Heat the oil in a deep fryer or in a large heavy bottomed pot to about 350 degrees F. In the bowl of a food processor, add all the ingredients from the ground pork through the corn starch. Grind until all the vegetables are finely chopped and mixed well into the pork. Set up your assembly station by putting the stuffing mixture, your egg wash, and your wrappers on a clean countertop in front of you.

To assemble a wonton, carefully peel a single wrapper off of the pile and lay it in a diamond shape so that a corner is facing you. Place about 1 tsp of the filling in the center of the wrapper then lightly brush each of the four sides of the diamond with a bit of the egg wash. Fold the corner closest to you upwards so it meets the top corner, and using your finger, press on the sides to seal it all together. You should now have a triangle shape.
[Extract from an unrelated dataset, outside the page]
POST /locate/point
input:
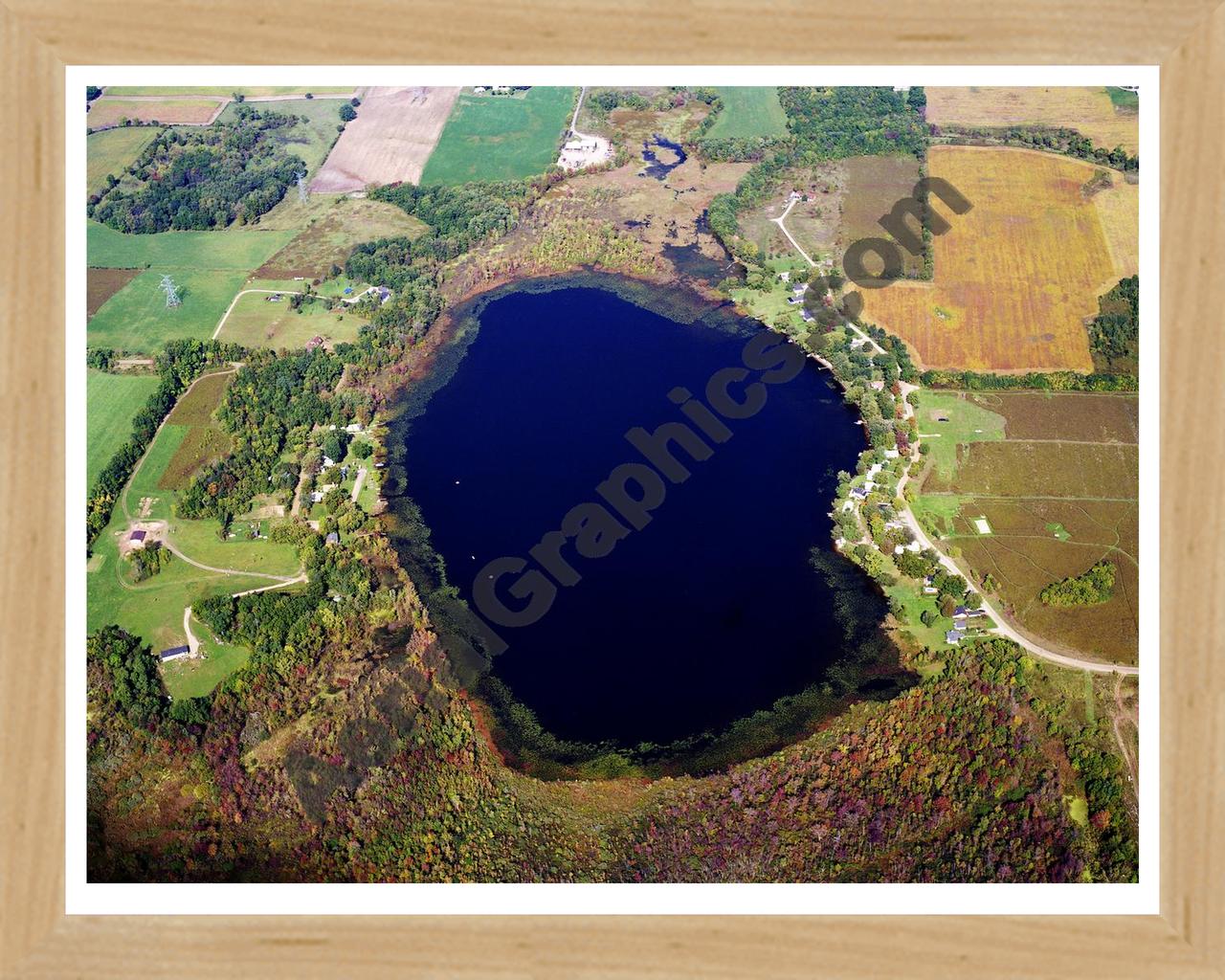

Take the two ends of the long side of the triangle and bring them together, carefully fanning out the sides as you do so. You can moisten the tip of one of the corners with a dab of egg wash to help the points stick together. See this link for more ideas on how to fold your wontons, and for an illustration of what I’m trying to describe, scroll down to the instructions for “Samosa with a Twist.”

Fry in batches for about 3 minutes per side, or until golden brown. Drain on paper towels and serve warm. We made these the night before, and although John seemed to like eating these even when cold, I preferred reheating mine gently in the oven at 300 degrees F for about 10 minutes.